From dry to damp: getting your pastures ready
New Zealand farmers know that pastoral fortunes can shift rapidly once summer’s extreme dryness gives way to cooler, wetter autumn conditions.
INTEGRATING CATTLE with pasture renewal is helping Dannevirke farmer Neil Murley boost both sheep and beef returns.
He's using winter crops for the cattle to achieve two main objectives: avoiding pugging winter pasture and progressively re-grassing the farm to grow better lambs.
Cattle are a 'farm tool', as they are on many farms, but they're making a good few dollars as well, he says.
Of his 6,400 stock units, 1,300 are cattle: steers, cows and heifers, but no bulls. "I don't like them," he told the field day.
He grows two winter crops – kale and oats, typically 10ha and 6ha respectively, with some swede seed mixed into the kale.
"I sow my kale at the end of November. I put fertiliser down with each seed through the drill and that gives it a good boost."
Oats are sown in March.
"I normally grow the oats so they grow over the top wire of the fence then graze my cows on that."
He's careful to test the forage for nitrates to avoid poisoning before introducing stock, which are then strip grazed.
The strip grazing is quite an art, says Murley, and it starts with doing, and getting right, pasture measurements.

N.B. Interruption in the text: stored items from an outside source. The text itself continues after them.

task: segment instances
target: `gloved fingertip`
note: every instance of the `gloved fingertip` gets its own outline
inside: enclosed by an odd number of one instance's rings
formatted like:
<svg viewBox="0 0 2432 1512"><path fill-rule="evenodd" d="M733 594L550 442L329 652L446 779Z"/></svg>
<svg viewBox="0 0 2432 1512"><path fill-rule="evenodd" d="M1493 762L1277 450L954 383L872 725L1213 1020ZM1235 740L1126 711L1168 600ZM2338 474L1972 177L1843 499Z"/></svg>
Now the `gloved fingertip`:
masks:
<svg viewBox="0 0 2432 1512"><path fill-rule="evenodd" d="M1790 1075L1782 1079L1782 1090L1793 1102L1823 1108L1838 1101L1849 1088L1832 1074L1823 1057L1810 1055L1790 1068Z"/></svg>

"I work out how much crop and how many kilos of dry matter that will produce and take it from there."
Grazing is arranged so strips are narrow but long to ensure all animals get fed well and are not struggling to access crop. It also minimises waste, but accuracy in setting the break is crucial to avoid over or under feeding. Murley uses a special cutter on his quadbike to get clean, well measured breaks.
Another objective, which probably accounts for his comment about bulls, is to have 'quiet' cattle.
"My policy is not to 'dog' cattle; rather to try and get the cattle to be friendly and move freely. In my view not enough stock are used to human connections."
Cattle bought in as yearlings are "very toey" compared to his own stock, he notes.
"They are not quiet, are rigid, and they fight in the cattle bail, whereas mine are much quieter and they just stand there. I drench mine with the hook and they just stand there and open their mouths."
The cattle policy is designed primarily to improve grazing for ewes and lambs, though some pasture is set-aside from September for weaners.
"I am using cattle to make money and as a tool to develop my native grasses and develop better grasses to have a more efficient sheep policy with the aim of lamb finishing.
"I crop the paddocks twice, then it goes into chicory and clover and plantain, and then it's oversown with ryegrass."
Chicory and plantain have proved "very good" feed and he attributes his success with them to getting and acting on good professional advice.
Coming back to the no bulls policy, he says he finds cows are less fussy, and on rough steep country they're the best converters of kilos of dry matter to dollars you'll get.
"When you've got native grass, rank browntop and all that sort of stuff, the cow is the perfect animal to clean that up and get the fresh growth for the sheep to do well on. That's what cows are for. That's why cows are on the East Coast around Gisborne and not in the Manawatu and Hawkes Bay where they have good grass!"